A blast crater spread out before him, and beyond it lay the scorched remains of what had been a beautiful tangled forest. The devastation bore no resemblance to the woods where he and Kelric had so recently walked. It looked like a battlefield.

Jaibriol sensed no one's mind except Kelric. Whoever had attacked them was either gone or dead. He searched the crater first, and then the smoldering remains of the forest beyond. He forced himself to account for everyone, identifying them by what little remained of their blasted, charred bodies: his Razers, Kelric's Jagernauts, and six commandos, which matched the number of minds he had felt in the attack. None had survived.

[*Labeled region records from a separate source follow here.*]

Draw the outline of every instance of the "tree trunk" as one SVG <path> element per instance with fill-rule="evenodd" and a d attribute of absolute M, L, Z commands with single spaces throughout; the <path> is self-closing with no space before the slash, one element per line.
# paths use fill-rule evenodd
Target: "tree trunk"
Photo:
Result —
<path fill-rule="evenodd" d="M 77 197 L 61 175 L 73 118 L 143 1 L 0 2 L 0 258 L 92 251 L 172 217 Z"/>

When Jaibriol found Hidaka's remains, he fell to his knees in the ashes next to the body. His shoulders shook as he cried, and he couldn't stop them. Working doggedly, he scraped a tiny chip out of the dirt, a broken hull, all that remained of Hidaka's node. He had some grief-stricken idea he would bring it back to Claret.

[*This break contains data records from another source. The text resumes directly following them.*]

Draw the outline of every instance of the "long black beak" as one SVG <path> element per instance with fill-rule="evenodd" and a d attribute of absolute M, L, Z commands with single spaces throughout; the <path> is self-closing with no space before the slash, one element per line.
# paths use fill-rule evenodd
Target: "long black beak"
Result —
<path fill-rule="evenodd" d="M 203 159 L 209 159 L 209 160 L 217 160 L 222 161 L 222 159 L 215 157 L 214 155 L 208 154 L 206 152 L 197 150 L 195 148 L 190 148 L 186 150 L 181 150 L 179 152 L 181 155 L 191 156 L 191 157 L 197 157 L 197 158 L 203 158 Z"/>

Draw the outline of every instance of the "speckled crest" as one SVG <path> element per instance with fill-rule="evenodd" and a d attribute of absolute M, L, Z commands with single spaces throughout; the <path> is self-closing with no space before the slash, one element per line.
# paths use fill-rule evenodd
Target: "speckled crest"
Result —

Clammy from shock, Jaibriol went back to the hill and half slid, half ran down the slope. Kelric was sitting on one of the boulders that had stopped Jaibriol's roll earlier. The starlight of the bizarrely moonless night glinted on his gold eyes. He seemed more metal than human, but Jaibriol could tell a man of compassion inhabited that metallic body.

"All of them are gone?" Kelric asked, his voice low.

"Yes. Our guards. The attackers." His voice cracked. "All dead." He sat on the ground, braced his elbow on his bent leg, and put his forehead in his hand, too drained to move anymore.

"We can't stay here," Kelric said unevenly. He stood up and tried to take a step, but he immediately lurched and came down hard on his good knee.

"Ah!" The Imperator's sharp inhale ended in a groan.

Jaibriol raised his head. "Are you all right?"

"Fine," Kelric muttered. He grasped his splinted leg and maneuvered it around so it stretched in front of him. Then he just sat, silent. He obviously wasn't fine.

"I don't think you can go anywhere on that leg," Jaibriol said. "Not until you rest and your meds can start healing it."

Kelric started to speak, and Jaibriol thought he was going to object. Then his uncle just shook his head and fell silent.

Jaibriol felt something on his face. He touched his skin and his fingers came away wet with tears. Why did Hidaka have to die, one of the best men he had ever known? He was grateful beyond words that he hadn't told Robert or Tarquine he was coming. They would have insisted on coming with him. And they would be dead now; the first priority for his guards had been to save him, not his aides or even his spouse.